The new technology results from extensive R&D and testing by the DADSS (Driver Alcohol Detection System for Safety) Program, a public-private partnership between the Automotive Coalition for Traffic Safety, Inc. (ACTS) and the National Highway Traffic Safety Administration (NHTSA).
This is the first time a product equipped with DADSS technology will come out of the lab and into commercial vehicles. Moreover, unlike existing breathalyzers or interlocks, the DADSS technology can be seamlessly integrated into vehicles so there is no physical hardware in the vehicle cabin.
Through open-source licensing the technology — which measures a driver’s breath alcohol concentration in less than a second — will be made available to any product integrator for preparation into fleet vehicles of all kinds. ACTS is licensing the DADSS technology to product integrators, and a device equipped with the breath technology will be made available in late 2021.

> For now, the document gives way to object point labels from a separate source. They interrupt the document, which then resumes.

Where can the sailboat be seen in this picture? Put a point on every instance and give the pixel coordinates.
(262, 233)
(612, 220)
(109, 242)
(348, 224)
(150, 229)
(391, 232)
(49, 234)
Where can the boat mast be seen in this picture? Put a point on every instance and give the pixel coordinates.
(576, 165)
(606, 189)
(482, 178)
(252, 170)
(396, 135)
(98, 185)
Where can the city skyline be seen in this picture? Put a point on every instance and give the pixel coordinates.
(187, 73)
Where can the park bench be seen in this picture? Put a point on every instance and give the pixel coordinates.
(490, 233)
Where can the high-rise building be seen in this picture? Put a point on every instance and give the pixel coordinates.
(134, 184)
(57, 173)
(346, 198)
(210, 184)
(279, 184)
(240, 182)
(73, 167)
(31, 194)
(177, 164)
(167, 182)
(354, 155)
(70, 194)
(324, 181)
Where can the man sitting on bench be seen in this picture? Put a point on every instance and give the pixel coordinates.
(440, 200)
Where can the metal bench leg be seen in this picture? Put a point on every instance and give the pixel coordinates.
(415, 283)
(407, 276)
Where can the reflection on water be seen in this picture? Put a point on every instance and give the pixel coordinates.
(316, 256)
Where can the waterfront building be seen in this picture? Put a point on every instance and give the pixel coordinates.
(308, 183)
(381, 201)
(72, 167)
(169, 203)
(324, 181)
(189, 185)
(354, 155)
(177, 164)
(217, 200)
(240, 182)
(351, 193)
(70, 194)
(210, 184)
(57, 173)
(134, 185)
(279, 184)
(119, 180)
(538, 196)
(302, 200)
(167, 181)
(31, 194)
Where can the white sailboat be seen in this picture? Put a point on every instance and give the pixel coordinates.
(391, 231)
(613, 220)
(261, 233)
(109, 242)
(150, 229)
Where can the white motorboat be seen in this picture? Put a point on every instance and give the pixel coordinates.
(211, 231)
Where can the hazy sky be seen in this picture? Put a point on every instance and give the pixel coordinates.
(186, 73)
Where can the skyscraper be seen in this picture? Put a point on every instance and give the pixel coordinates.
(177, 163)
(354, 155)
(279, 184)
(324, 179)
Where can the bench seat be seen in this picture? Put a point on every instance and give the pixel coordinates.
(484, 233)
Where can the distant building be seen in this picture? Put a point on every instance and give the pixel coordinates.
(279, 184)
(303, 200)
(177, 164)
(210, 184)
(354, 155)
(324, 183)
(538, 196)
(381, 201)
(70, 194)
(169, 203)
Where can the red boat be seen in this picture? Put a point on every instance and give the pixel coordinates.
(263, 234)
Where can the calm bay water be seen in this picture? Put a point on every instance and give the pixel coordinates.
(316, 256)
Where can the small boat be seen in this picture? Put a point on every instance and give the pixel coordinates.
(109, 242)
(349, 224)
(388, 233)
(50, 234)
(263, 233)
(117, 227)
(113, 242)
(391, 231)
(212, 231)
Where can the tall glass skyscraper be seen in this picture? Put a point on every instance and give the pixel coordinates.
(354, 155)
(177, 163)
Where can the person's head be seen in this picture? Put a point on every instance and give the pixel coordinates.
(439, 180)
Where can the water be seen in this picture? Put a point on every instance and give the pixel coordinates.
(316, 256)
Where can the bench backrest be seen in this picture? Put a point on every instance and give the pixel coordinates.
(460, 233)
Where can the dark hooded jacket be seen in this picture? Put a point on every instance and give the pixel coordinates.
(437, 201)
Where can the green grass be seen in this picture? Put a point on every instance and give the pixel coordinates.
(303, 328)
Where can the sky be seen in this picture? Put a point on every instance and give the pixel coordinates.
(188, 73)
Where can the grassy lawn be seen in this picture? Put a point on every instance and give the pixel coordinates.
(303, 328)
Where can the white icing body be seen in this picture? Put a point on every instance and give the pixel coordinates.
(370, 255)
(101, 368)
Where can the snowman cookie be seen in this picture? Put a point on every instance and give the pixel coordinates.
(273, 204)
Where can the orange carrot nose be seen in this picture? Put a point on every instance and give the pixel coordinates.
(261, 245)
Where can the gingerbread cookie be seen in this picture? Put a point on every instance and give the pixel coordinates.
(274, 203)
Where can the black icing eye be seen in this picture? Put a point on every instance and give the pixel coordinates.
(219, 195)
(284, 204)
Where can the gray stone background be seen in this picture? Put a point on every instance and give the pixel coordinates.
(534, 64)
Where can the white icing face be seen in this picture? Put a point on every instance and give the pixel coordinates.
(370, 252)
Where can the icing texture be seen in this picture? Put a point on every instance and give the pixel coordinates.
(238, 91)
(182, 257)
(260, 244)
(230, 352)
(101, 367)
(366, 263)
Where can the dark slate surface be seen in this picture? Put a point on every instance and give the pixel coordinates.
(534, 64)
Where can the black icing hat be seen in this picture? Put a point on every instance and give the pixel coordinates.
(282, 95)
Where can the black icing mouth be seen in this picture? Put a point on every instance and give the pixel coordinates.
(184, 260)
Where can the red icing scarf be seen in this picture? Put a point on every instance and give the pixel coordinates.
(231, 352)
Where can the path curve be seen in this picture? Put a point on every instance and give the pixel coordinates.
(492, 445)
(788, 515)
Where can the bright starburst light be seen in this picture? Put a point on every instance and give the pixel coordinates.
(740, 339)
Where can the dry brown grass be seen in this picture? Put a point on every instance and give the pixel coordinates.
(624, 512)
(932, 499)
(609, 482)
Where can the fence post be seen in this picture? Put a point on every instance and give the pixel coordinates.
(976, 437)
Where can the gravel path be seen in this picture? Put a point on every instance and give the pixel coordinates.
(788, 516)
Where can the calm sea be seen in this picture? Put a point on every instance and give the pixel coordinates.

ACTS calls the DADSS technology “a true feat of biomedical and vehicle engineering.” In the first-generation system, drivers provide a puff of breath directed towards a small sensor, which can be outfitted in the steering column or side door trim. Because it’s designed for fleet operators implementing a zero-tolerance alcohol policy for their drivers, the system will give a “pass/fail” reading of the driver’s breath alcohol concentration.
Senseair, a company specializing in infrared gas measurement technology, is manufacturing the first products integrated with DADSS technology.
Experts believe the DADSS technology will be a game changer in combating and eliminating drunk driving. One person dies every 52 minutes due to a drunk driving collision and over 10,000 people lost their lives in drunk driving crashes in 2019 alone.